In May 1933, just three months after Hitler took office, the Institute was raided, and all the books in the library were emptied onto the street and burned. At the book burning, Joseph Goebbels, chief propagandist for the Nazi Party, announced, “No to decadence and moral corruption! Yes to decency and morality in family and state!” What began as a project of “protecting” German youth from the perceived immorality of homosexuality would become a mechanism for genocide. The Nazi ideal was of white, heterosexual masculinity masquerading as genetic superiority. Anyone who strayed from that norm was deemed immoral and worthy of total eradication.

We hear echoes in 2023 America of the Nazi Party’s propaganda and the violence it wrought. Politicians have used the same mantra of protecting children to justify anti-LGBTQ+ legislation, including banning books with LGBTQ+ characters or themes. The marriage of white supremacy and homophobia was clear in 2017 when hundreds of avowed white nationalist marched in Charlottesville waving Confederate and Nazi flags while yelling antisemitic, racist and homophobic slurs.

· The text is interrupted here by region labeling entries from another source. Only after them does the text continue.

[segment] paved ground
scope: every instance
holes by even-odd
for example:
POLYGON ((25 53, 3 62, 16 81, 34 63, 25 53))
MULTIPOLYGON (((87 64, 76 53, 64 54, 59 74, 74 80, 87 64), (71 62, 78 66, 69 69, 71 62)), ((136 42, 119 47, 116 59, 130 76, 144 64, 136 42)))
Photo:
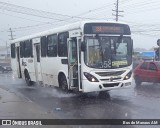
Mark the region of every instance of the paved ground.
MULTIPOLYGON (((84 96, 64 94, 50 87, 27 87, 24 80, 16 79, 10 73, 0 74, 0 81, 1 119, 160 119, 160 85, 133 85, 129 89, 110 91, 101 98, 96 93, 84 96)), ((144 125, 69 127, 159 128, 144 125)))

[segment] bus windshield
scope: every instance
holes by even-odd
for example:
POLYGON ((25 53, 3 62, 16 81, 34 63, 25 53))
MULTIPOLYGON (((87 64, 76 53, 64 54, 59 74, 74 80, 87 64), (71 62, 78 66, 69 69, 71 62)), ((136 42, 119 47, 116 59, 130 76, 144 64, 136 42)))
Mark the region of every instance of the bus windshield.
POLYGON ((85 37, 85 64, 91 68, 115 69, 132 63, 130 37, 85 37))

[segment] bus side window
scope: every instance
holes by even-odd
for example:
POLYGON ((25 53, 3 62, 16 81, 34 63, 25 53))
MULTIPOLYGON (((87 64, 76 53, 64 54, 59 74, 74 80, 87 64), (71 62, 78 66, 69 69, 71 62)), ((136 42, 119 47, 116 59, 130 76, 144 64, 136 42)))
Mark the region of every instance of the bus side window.
POLYGON ((32 41, 26 40, 24 45, 24 57, 32 57, 32 41))
POLYGON ((47 55, 49 57, 57 56, 57 35, 49 35, 47 37, 47 55))
POLYGON ((20 42, 20 57, 24 57, 24 41, 20 42))
POLYGON ((69 37, 68 32, 60 33, 58 35, 58 55, 60 57, 67 57, 67 38, 69 37))
POLYGON ((47 41, 46 36, 41 37, 41 57, 46 57, 47 55, 47 41))

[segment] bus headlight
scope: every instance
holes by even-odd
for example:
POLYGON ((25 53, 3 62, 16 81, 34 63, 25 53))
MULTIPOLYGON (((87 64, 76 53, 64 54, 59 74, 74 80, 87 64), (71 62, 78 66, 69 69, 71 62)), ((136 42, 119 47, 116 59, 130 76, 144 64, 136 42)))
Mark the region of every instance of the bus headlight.
POLYGON ((84 72, 84 76, 89 80, 90 82, 99 82, 98 79, 91 75, 90 73, 84 72))
POLYGON ((131 76, 132 76, 132 71, 127 73, 127 75, 124 77, 124 80, 128 80, 129 78, 131 78, 131 76))

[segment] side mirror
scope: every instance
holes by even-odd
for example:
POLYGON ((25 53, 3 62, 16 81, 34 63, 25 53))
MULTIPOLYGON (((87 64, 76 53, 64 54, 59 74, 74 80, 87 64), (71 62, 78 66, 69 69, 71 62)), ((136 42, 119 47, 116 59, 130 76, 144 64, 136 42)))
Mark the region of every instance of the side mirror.
POLYGON ((81 42, 81 50, 82 51, 85 51, 86 50, 86 45, 85 45, 85 42, 81 42))

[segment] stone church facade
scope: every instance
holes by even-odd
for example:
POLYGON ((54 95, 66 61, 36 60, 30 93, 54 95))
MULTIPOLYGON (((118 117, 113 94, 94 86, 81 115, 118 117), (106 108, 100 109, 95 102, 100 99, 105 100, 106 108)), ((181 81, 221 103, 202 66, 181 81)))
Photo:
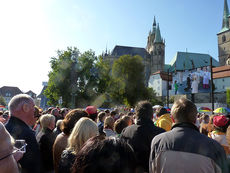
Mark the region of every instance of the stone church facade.
POLYGON ((145 67, 145 82, 148 85, 152 73, 163 71, 165 66, 165 41, 161 37, 159 24, 156 24, 154 17, 152 30, 149 31, 146 48, 116 45, 111 53, 103 54, 104 60, 112 65, 114 60, 122 55, 140 55, 143 58, 145 67))
POLYGON ((228 65, 230 61, 230 14, 227 0, 224 0, 224 13, 222 29, 217 34, 218 37, 218 56, 220 66, 228 65))

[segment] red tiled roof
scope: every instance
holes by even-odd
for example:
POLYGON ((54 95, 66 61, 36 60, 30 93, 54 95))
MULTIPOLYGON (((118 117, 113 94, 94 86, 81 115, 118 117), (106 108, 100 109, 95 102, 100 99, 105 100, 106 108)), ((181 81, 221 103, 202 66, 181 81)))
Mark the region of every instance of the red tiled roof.
POLYGON ((213 79, 230 77, 230 66, 212 68, 213 79))
POLYGON ((164 71, 157 71, 157 72, 153 73, 152 75, 157 75, 157 74, 160 74, 160 77, 162 80, 172 81, 172 75, 171 74, 168 75, 168 73, 166 73, 164 71))

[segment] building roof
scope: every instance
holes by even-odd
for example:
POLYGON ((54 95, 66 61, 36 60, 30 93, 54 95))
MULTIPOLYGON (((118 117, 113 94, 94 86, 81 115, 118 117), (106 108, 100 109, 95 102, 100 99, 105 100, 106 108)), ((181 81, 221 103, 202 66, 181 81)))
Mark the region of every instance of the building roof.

When Adolph Hitler took power, he described a country in crisis due to moral decay and an opposing party with a “totally destructive ideology”. Similar messages have emerged in the United States. In a 2022 campaign ad, Senator Marco Rubio said about a children’s story hour hosted by drag queens, “The radical left will destroy America if we don’t stop them. They indoctrinate children and try to turn boys into girls.” Florida Governor Ron DeSantis tweeted that anyone who opposes a bill dubbed the “Don’t Say Gay” law is “probably a groomer or at least you don’t denounce” it. His use of the term “groomer” reflects an age-old homophobic trope equating homosexuality with pedophilia.

Beyond inflammatory rhetoric, another tactic of Nazi Germany has surfaced: deputizing citizens to police the moral behavior of their neighbors. In 1933, the Gestapo encouraged tips or “denunciations” from the public about immoral behavior that violated the law. Today, in the U.S., some states are introducing bills to allow for criminal prosecution of librarians and educators for distributing “material that is harmful to minors,” thus allowing individual parents  to impose their moral code on all children. A middle school teacher in Illinois was placed on leave and ultimately resigned after parents called the police claiming that she was “grooming students” with access to young adult novels with LGBTQ+ characters. In Missouri, parents called the police about the availability of “sexually explicit” books at the library.

Not surprisingly, the codification of anti-LGBTQ+ sentiment and the use of inflammatory language has resulted in an increase in violence against the LGBTQ+ community.  The U.S. Department of Homeland Security issued a warning about domestic terrorism, citing among other things the November 2022 mass shooting at Club Q, an LGBTQ+ bar in Colorado Springs. GLADD found 191 incidents of anti-LGBTQ+ threats since Pride Season 2022. These threats have taken the form of seemingly benign actions such as product and store boycotts to more menacing actions such as bomb threats.

Although there is no direct comparison nor moral equivalence between Nazi Germany and current events, the early parallels are difficult and dangerous to ignore. Hitler moved slowly, escalating his policies over years, aided by the silence and indifference around him. Elie Wiesel, a Nobel Peace Prize winner and Holocaust survivor, said, “We must always take a side. Neutrality helps the oppressor, never the victim. Silence encourages the tormentor, never the tormented.” Take a side this June. Attend a Pride event, and do not allow the seeds of intolerance and bullying to sprout.